Hash Semi Join  (cost=8.45..37.28 rows=8 width=32) (actual time=0.208..0.387 rows=1 loops=1)
  Hash Cond: (users.user_id = (unnest(channels.user_ids)))
  ->  Append  (cost=0.00..28.71 rows=8 width=32) (actual time=0.037..0.134 rows=1 loops=1)
        ->  Seq Scan on users_0 users_1  (cost=0.00..27.00 rows=7 width=32) (actual time=0.021..0.041 rows=1 loops=1)
              Filter: (channel_id = '45205876-7270-4e06-ab8d-b5f669298422'::uuid)
              Rows Removed by Filter: 45
        ->  Seq Scan on users_1 users_2  (cost=0.00..1.68 rows=1 width=32) (actual time=0.018..0.027 rows=0 loops=1)
              Filter: (channel_id = '45205876-7270-4e06-ab8d-b5f669298422'::uuid)
              Rows Removed by Filter: 54
  ->  Hash  (cost=8.33..8.33 rows=10 width=16) (actual time=0.131..0.172 rows=1 loops=1)
        Buckets: 1024  Batches: 1  Memory Usage: 9kB
        ->  ProjectSet  (cost=0.15..8.23 rows=10 width=16) (actual time=0.060..0.114 rows=1 loops=1)
              ->  Index Scan using channels_0_pkey on channels_0 channels  (cost=0.15..8.17 rows=1 width=32) (actual time=0.040..0.059 rows=1 loops=1)
                    Index Cond: (channel_id = '45205876-7270-4e06-ab8d-b5f669298422'::uuid)
Planning Time: 0.363 ms
Execution Time: 0.515 ms

I would expect Postgresql to run the subquery and look at the user_id's returned to figure out what partitions this data will be in. However, Postgresql is looking into all partitions for this data. I have tried using one row pr user_id in the channels table, this works perfect.

EXPLAIN ANALYZE
SELECT * FROM users
WHERE user_id IN (
    SELECT user_id FROM channels WHERE channel_id = '45205876-7270-4e06-ab8d-b5f669298422'
)
AND channel_id = '45205876-7270-4e06-ab8d-b5f669298422'

Postgresql then does not run any of the steps for partitions that cannot hold any data.

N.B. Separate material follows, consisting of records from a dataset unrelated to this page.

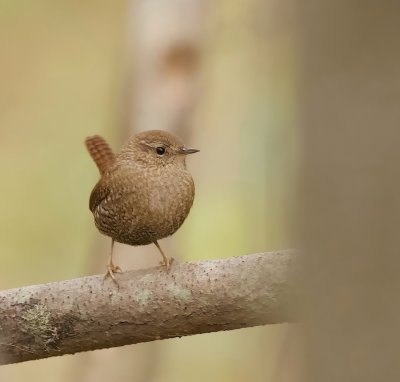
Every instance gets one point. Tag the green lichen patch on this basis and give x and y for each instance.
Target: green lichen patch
(37, 322)
(179, 292)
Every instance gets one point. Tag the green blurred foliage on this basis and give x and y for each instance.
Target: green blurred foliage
(61, 72)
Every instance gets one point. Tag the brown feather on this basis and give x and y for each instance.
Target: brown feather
(100, 152)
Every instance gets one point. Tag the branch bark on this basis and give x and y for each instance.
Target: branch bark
(84, 314)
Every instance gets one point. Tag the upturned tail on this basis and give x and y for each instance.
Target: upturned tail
(101, 152)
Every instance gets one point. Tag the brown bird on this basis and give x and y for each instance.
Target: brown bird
(145, 192)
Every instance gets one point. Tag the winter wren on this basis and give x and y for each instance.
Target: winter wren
(145, 192)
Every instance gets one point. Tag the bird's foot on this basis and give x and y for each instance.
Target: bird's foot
(111, 270)
(167, 262)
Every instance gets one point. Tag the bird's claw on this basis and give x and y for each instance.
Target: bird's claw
(111, 269)
(167, 262)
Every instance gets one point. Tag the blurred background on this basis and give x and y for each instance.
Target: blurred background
(220, 74)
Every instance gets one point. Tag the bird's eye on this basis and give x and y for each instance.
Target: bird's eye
(160, 150)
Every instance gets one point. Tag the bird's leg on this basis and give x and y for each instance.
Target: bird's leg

It seems unnest() is causing execution time partition pruning to not work. Why is that?

SOLUTION: I can confirm jjanes's solution. By adding 100k rows to the tables the query, with unnest(), does partition pruning at execution-time.

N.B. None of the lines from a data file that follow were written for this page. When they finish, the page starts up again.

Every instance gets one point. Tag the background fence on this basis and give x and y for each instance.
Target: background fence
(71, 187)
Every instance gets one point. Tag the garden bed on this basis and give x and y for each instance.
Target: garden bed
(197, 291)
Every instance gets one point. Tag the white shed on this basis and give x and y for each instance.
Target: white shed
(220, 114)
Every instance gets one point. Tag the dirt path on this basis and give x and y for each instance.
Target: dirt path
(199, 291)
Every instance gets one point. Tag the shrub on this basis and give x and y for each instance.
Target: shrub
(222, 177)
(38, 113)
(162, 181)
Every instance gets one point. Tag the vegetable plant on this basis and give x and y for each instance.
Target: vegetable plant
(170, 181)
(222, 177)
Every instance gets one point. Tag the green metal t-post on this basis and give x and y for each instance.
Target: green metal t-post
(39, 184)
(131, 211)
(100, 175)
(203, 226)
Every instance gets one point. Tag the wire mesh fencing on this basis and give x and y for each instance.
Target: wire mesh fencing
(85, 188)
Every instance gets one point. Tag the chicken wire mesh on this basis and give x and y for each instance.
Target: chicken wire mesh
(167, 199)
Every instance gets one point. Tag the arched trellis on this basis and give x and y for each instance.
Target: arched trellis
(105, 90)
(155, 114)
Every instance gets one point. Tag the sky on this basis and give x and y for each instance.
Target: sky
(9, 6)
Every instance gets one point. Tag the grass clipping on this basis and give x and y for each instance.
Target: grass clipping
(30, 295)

CodePudding user response：

Your example only shows what it did use for one query, not everything it is capable of doing.

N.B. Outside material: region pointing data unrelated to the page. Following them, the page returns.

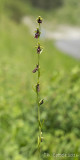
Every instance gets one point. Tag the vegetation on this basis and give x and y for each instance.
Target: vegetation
(18, 110)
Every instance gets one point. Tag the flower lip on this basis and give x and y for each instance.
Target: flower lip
(39, 49)
(39, 19)
(37, 88)
(36, 69)
(37, 34)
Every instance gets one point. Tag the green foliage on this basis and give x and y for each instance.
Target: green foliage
(18, 111)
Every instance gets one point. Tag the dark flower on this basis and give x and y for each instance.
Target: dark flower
(39, 19)
(41, 102)
(37, 88)
(37, 34)
(42, 139)
(38, 49)
(36, 69)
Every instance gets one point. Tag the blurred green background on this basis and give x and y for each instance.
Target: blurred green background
(60, 83)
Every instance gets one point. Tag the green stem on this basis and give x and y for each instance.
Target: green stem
(39, 148)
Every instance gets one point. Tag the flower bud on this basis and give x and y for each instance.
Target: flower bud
(37, 88)
(37, 34)
(36, 69)
(41, 102)
(39, 20)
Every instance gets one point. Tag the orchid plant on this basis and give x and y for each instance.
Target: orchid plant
(37, 69)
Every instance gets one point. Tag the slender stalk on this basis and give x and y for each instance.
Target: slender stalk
(37, 35)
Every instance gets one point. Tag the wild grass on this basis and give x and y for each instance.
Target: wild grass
(18, 128)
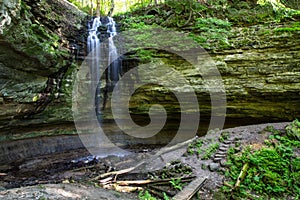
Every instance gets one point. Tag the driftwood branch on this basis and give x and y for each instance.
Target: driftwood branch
(190, 190)
(127, 170)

Your tables are laughably small. Put another 10,000 rows into the users table, so that the index is actually important, and see what it does.

                                                                   QUERY PLAN                                                                   
------------------------------------------------------------------------------------------------------------------------------------------------
 Nested Loop  (cost=1.85..151.99 rows=2 width=32) (actual time=0.040..0.042 rows=1 loops=1)
   ->  HashAggregate  (cost=1.57..1.67 rows=10 width=16) (actual time=0.022..0.023 rows=1 loops=1)
         Group Key: unnest(channels.user_ids)
         Batches: 1  Memory Usage: 24kB
         ->  ProjectSet  (cost=0.00..1.44 rows=10 width=16) (actual time=0.016..0.019 rows=1 loops=1)
               ->  Seq Scan on channels_0 channels  (cost=0.00..1.39 rows=1 width=37) (actual time=0.013..0.016 rows=1 loops=1)
                     Filter: (channel_id = '45205876-7270-4e06-ab8d-b5f669298422'::uuid)
                     Rows Removed by Filter: 30
   ->  Append  (cost=0.28..15.01 rows=2 width=32) (actual time=0.016..0.017 rows=1 loops=1)
         ->  Index Only Scan using users_0_pkey on users_0 users_1  (cost=0.28..7.50 rows=1 width=32) (actual time=0.014..0.015 rows=1 loops=1)
               Index Cond: ((user_id = (unnest(channels.user_ids))) AND (channel_id = '45205876-7270-4e06-ab8d-b5f669298422'::uuid))
               Heap Fetches: 1
         ->  Index Only Scan using users_1_pkey on users_1 users_2  (cost=0.28..7.50 rows=1 width=32) (never executed)
               Index Cond: ((user_id = (unnest(channels.user_ids))) AND (channel_id = '45205876-7270-4e06-ab8d-b5f669298422'::uuid))
               Heap Fetches: 0
 Planning Time: 0.470 ms
 Execution Time: 0.087 ms

The (never executed) is due to execution-time pruning.